Major military advances have triggered new waves of displacement and evacuations. Attacks on power infrastructure, including on Christmas Day, have destroyed Ukraine’s capacity to produce approximately half the electricity it needs for the bitter winter months ahead. In my 25 years with WFP - working in such hotspots as Yemen, Kosovo and Libya - I have never witnessed such relentless targeting.
Resilience and solidarity
As Andriy - his clothes still stained with blood from the blast - swept up the rubble in his home, I marveled at his hospitality and kindness. In spite of endless attacks, Ukrainians continue to endure and maintain a profound sense of humanity.
During my travels to frontline areas, I’ve witnessed utter devastation: homes and buildings destroyed; villages emptied of people; cemeteries teeming with the dead. I have heard of a town where the only surviving business is a flower shop, presumably to supply flowers for funerals.
Over half of all towns within 10km of the frontlines do not have a functioning market. And more than half of all towns within 30km of the frontlines lack basic necessities such as food, water, electricity and medicine.
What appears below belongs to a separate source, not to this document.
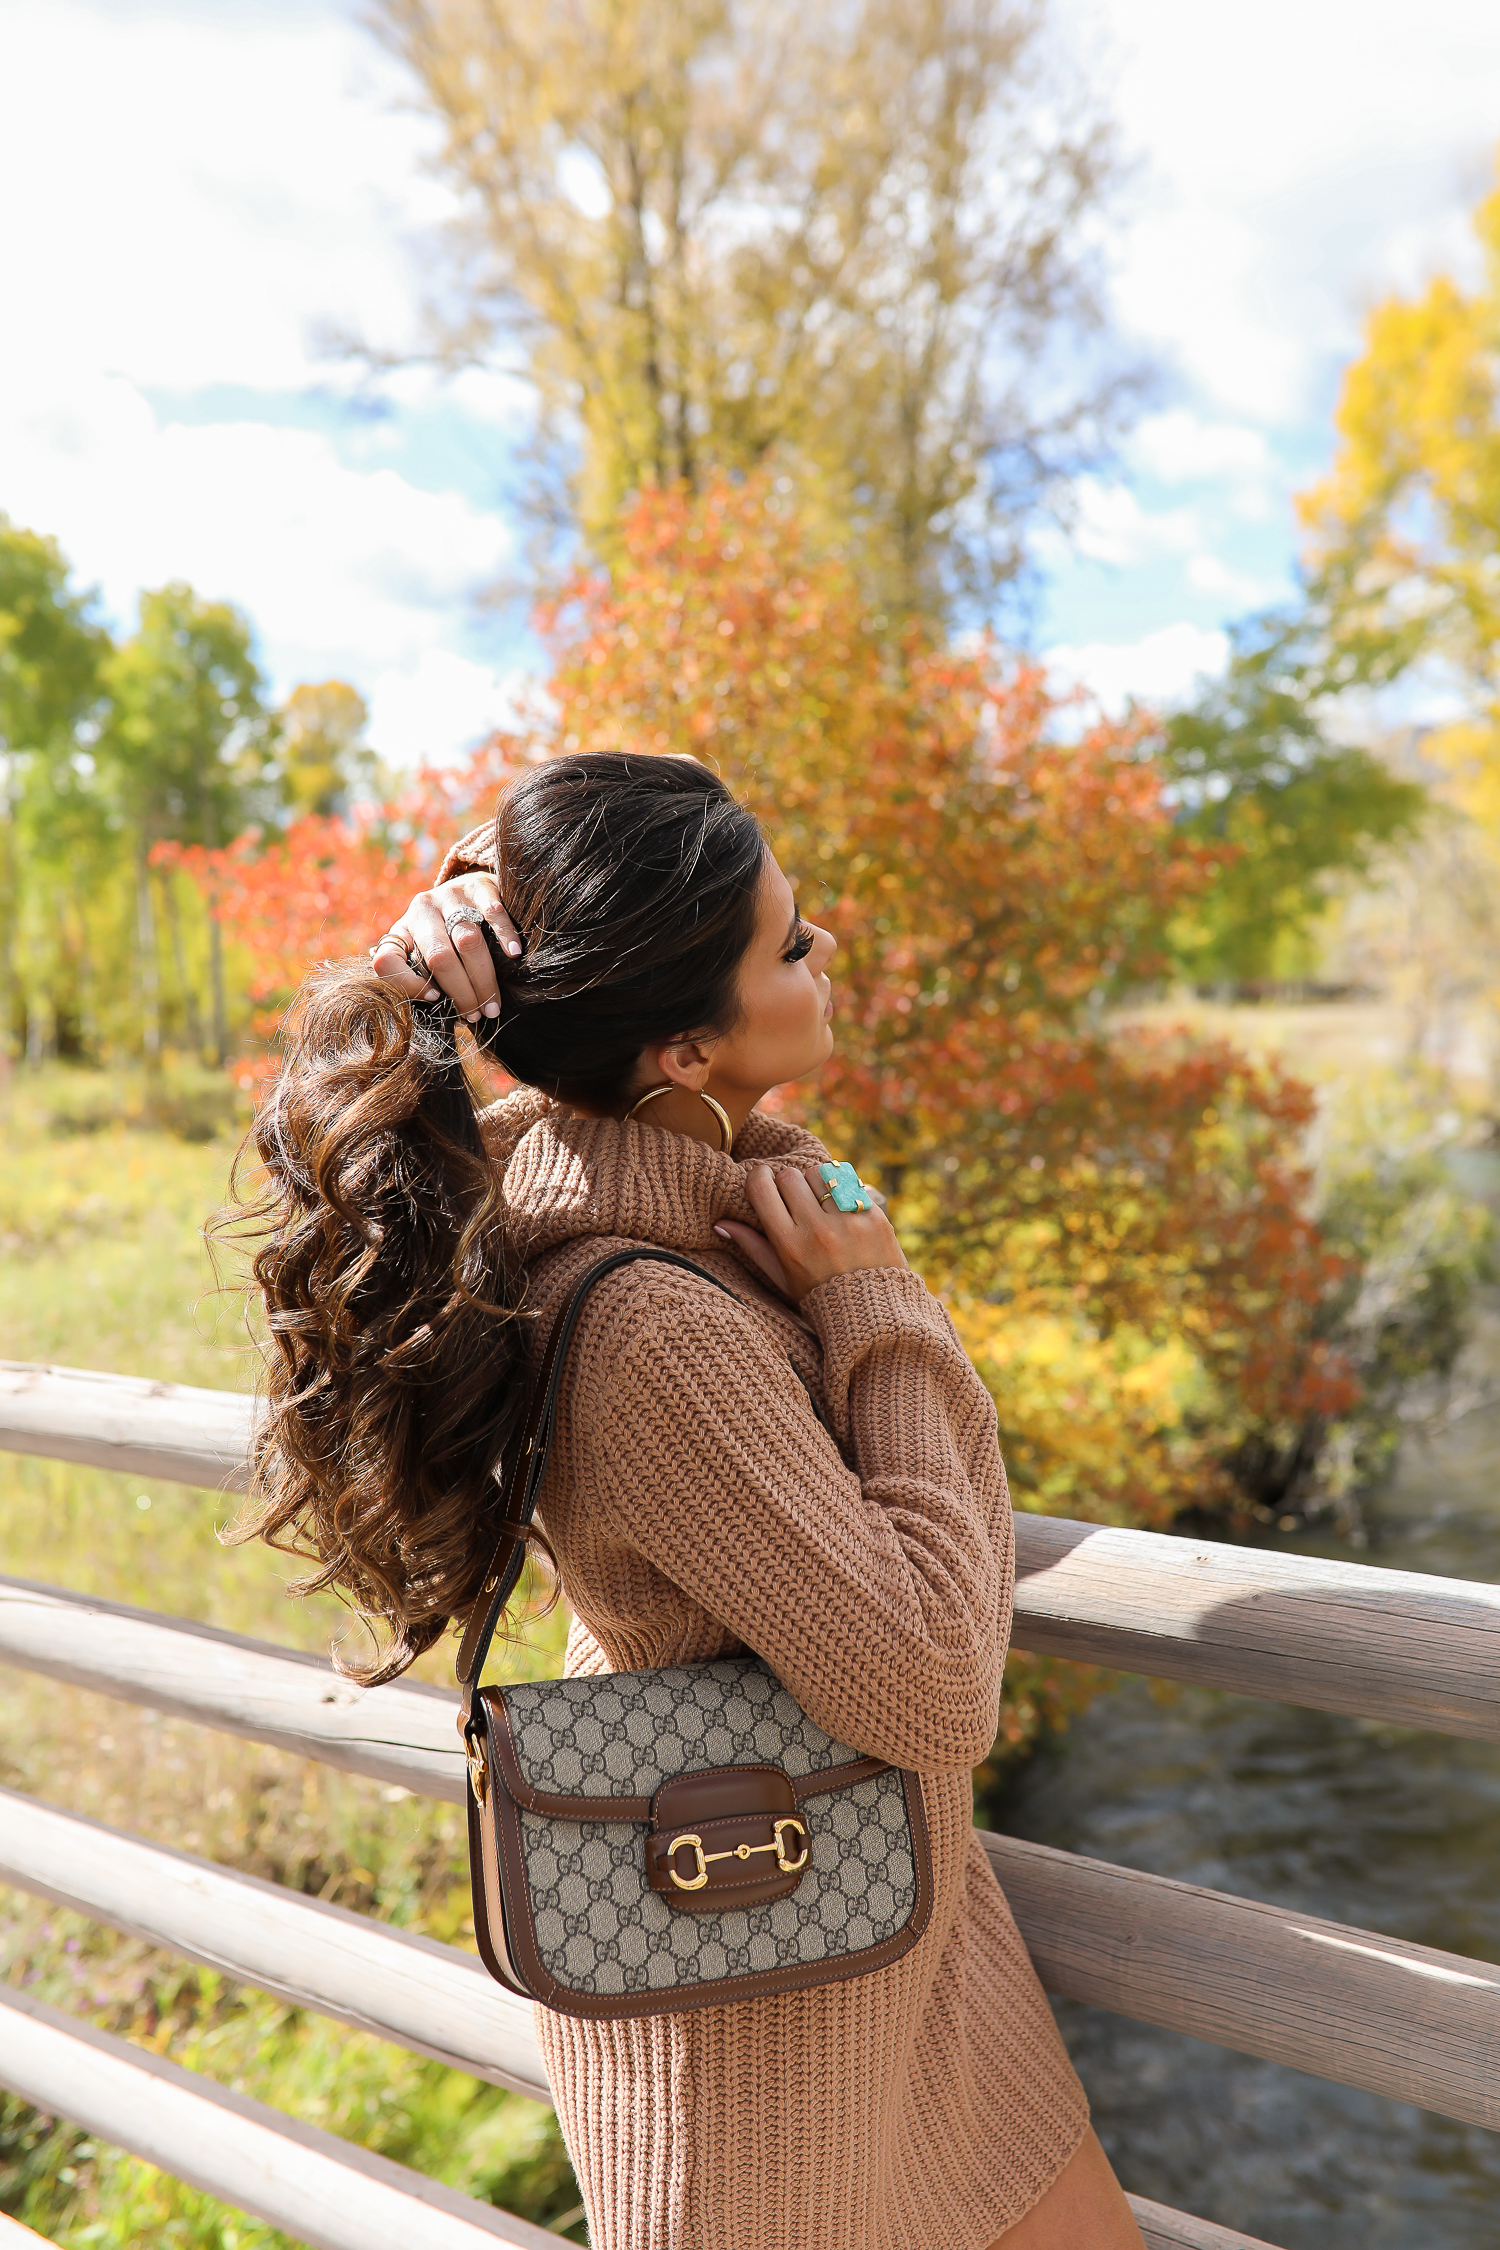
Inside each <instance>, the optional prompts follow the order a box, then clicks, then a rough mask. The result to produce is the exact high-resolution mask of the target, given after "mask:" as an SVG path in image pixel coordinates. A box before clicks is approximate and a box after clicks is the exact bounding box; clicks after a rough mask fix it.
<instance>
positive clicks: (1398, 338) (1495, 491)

Meanwhile, more than 139,000 square kilometres of land across Ukraine – an area larger than England – need to be surveyed for landmines and explosive remnants of war.
But I have also seen amazing resilience and solidarity: local nongovernmental groups supporting their communities; neighbours looking out for one another; and WFP doing what it does best - being there for families whose lives and hopes have been shattered by war.
I am incredibly proud of what our staff is doing in the most trying of circumstances. On any given month, all across the country, our team of over 300 local and international employees are at hand - ensuring the most vulnerable Ukrainians have the food and nutritional assistance they need.
WFP's Ukrainian staff have experienced the same losses as the people we serve. When the war started, many left lucrative jobs at home and abroad to join WFP and support their fellow countrymen.
They, too, have been displaced from frontline towns. Some employees are from areas currently under Russian occupation, and may never see their homes again. Many are mourning friends and family killed in the conflict. And yet they still clock into work every day, resolved to make a difference.
From delivering cash and food to families fleeing war, to delivering school meals to young children studying in underground bunkers, WFP is there, assisting communities and the Government’s response. We’ve worked with partners to deliver food and cash to evacuees and those remaining near the frontlines; to clear small farms of landmines; and to assist the elderly and people with disabilities in hospitals and boarding homes.
I can’t count how many parents I’ve met who have lost children, young people who have lost parents, and civilians who have lost limbs. They want the war to end; they want to return to their homes. They just want to live normal lives.
Peace dividends
So, while we humanitarians also live under constant air raid sirens, rolling power blackouts, the threat of drones, and a latent fear of nuclear disaster, I know that for many Ukrainians it is far worse.
Today, Ukraine faces an uncertain future. Political change afoot in both Europe and North America is driving more active discussions about potential peace talks. Whatever the outcome, WFP remains committed to supporting Ukrainians.
What happens to Ukraine matters to the world. Pre-war, the country was the world’s seventh largest exporter of wheat, fourth largest exporter of barley, and biggest exporter of sunflower seeds. Its farm output could feed some 400 million people around the globe.
That’s one reason to look forward to the end of this war - when Ukraine can again become the granary for much of the world. But a just peace settlement would bring so many other dividends.
Thousands of children could return to school; millions more could study without the constant interruption and stress of air sirens and explosions. Families who have been separated for two or three years could finally reunite. And Andriy and his wife in Izium could rebuild their house without bracing for the next strike.